Nun aber könnte die Hilfe über die Türkei bald enden. Diesen Sonntag läuft die Uno-Resolution aus, die die Hilfe seit 2014 ermöglicht hat. Der Sicherheitsrat muss ihrer Verlängerung zustimmen – doch die russische Regierung droht, ein Veto dagegen einzulegen. Das hat diese zwar auch in der Vergangenheit immer wieder getan – doch meist stimmte sie am Ende trotzdem einer Verlängerung zu, allerdings mit Bedingungen. So darf nur noch über einen Grenzübergang Hilfe in Oppositionsgebiete geliefert werden statt wie ursprünglich über vier. Angesichts der veränderten geopolitischen Lage seit dem russischen Einmarsch in die Ukraine ist jedoch zu befürchten, dass die Regierung die Drohung dieses Mal tatsächlich wahrmacht.

Für die Menschen in Idlib wäre das eine Katastrophe: «Es gäbe eine Hungersnot», sagt Sarhan. Und der stellvertretende Uno-Nothilfekoordinator, Mark Cutts, warnt, dass Menschen wegen Mangelernährung oder zu wenig Wasser sterben könnten, sollte die Resolution nicht erneuert werden. In einem gemeinsamen Brief von 32 nichtstaatlichen Organisationen an den Sicherheitsrat heisst es, dass eine Million Menschen, die derzeit einen Lebensmittelkorb vom Welternährungsprogramm erhalten, auf einen Schlag Zugang zu Nahrung verlieren würden.

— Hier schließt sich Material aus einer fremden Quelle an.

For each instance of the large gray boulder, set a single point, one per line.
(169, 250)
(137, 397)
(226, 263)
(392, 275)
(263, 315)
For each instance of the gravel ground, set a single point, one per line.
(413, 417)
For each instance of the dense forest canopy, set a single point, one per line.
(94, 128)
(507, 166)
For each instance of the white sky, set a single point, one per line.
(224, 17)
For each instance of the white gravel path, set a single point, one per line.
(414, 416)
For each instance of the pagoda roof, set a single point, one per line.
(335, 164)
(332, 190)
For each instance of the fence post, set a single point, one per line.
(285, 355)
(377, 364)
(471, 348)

Die Resolution 2585 ist das Fundament, auf dem die gesamte humanitäre Hilfe in Nordwestsyrien fusst: Sie erlaubt es verschiedenen Institutionen der Vereinten Nationen, Hilfsgüter in grossem Stil direkt in die Oppositionsgebiete zu liefern. Normalerweise muss die Uno ihre Operationen mit der jeweiligen Regierung eines Landes abstimmen – was in diesem Fall Syriens Assad-Regime wäre. Dank der Resolution kann die Uno die Zusammenarbeit internationaler und lokaler NGOs direkt vor Ort koordinieren: Das vereinfacht die Organisation und bietet den NGOs rechtlichen Schutz.

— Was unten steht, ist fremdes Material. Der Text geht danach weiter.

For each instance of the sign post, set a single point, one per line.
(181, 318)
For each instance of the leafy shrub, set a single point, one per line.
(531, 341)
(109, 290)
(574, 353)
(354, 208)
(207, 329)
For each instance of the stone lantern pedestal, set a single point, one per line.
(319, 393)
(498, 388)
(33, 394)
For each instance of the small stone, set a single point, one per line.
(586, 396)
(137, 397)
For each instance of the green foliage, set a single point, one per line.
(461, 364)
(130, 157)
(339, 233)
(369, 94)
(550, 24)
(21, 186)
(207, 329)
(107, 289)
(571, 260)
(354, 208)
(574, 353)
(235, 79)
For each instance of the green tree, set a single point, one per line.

Dramatische Wirtschaftslage

Syrien ist für internationale Organisationen und Geldgeber ein kompliziertes Terrain. «Man muss mit verschiedenen bewaffneten Gruppen verhandeln», sagt Jomana Qaddour, Mitgründerin der NGO Syria Relief and Development. «NGOs haben nicht die Kapazität, dies ohne die Uno zu tun. Ihre Aufgabe ist es, Hilfe zu liefern, nicht, um all diese rechtlichen und institutionellen Hürden herumzunavigieren.» Fällt die Uno weg, wäre es deshalb schwierig, das aktuelle Hilfssystem zu ersetzen – vor allem kurzfristig.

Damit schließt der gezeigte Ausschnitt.